POSTAL SERVICE AND THE PUBLIC: A CASE STUDY IN PUBLIC POLICY
This is a study of postal service development in the United States from the 1770s to the present. It presents a comparative perspective on the change of the Post Office from a government department to a public corporation and what this transformation tells us about the American political system's approach to public service provision.
The history of the Post Office indicates three major tensions in the approach to postal service. All three represent continuing accommodations within the American political culture. The Post Office has always been a national institution, but the types of ties to localities have changed so that it is presently removed from significant input from communities. Its role in helping to promote commerce has always been important, but recent reforms have moved the Post Office closer to a business form, which changes its abilities or stance as a public service. Finally, there have always been financial constraints on the Post Office, but whereas earlier the extension of service was politically attractive and economically feasible, the economics of postal service and Post Office deficits have made finances a significant focus of postal decisionmaking.

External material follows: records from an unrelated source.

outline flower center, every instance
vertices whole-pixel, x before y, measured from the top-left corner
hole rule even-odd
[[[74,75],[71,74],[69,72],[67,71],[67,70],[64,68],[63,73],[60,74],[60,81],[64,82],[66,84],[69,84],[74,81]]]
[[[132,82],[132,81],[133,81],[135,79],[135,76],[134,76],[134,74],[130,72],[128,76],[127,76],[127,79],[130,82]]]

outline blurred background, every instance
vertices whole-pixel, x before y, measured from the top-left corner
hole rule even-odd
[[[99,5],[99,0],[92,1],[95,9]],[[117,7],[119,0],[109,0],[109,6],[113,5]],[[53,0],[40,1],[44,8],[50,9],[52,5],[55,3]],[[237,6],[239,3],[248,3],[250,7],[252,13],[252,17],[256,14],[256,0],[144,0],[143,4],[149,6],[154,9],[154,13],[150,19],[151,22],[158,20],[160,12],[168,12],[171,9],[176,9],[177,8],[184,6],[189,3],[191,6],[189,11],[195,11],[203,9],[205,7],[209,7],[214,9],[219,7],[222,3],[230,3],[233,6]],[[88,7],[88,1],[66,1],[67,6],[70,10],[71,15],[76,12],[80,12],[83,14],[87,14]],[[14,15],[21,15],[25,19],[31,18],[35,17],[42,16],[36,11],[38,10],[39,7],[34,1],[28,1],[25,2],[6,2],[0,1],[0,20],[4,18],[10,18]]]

The development of postal service in the United States reflects changes in the political system and the way in which it deals with public service demands. The use of the government corporation form subjects the Post Office to different pressures and influences than use of the government department form, and so defines public service in a changed manner. The Postal Service has become more attentive to demands consistent with a corporate form, while it has become less responsive to more traditional types of political pressure placed on government departments. This has altered the orientation and nature of service, and the place of the Post Office within the context of a governmental agency.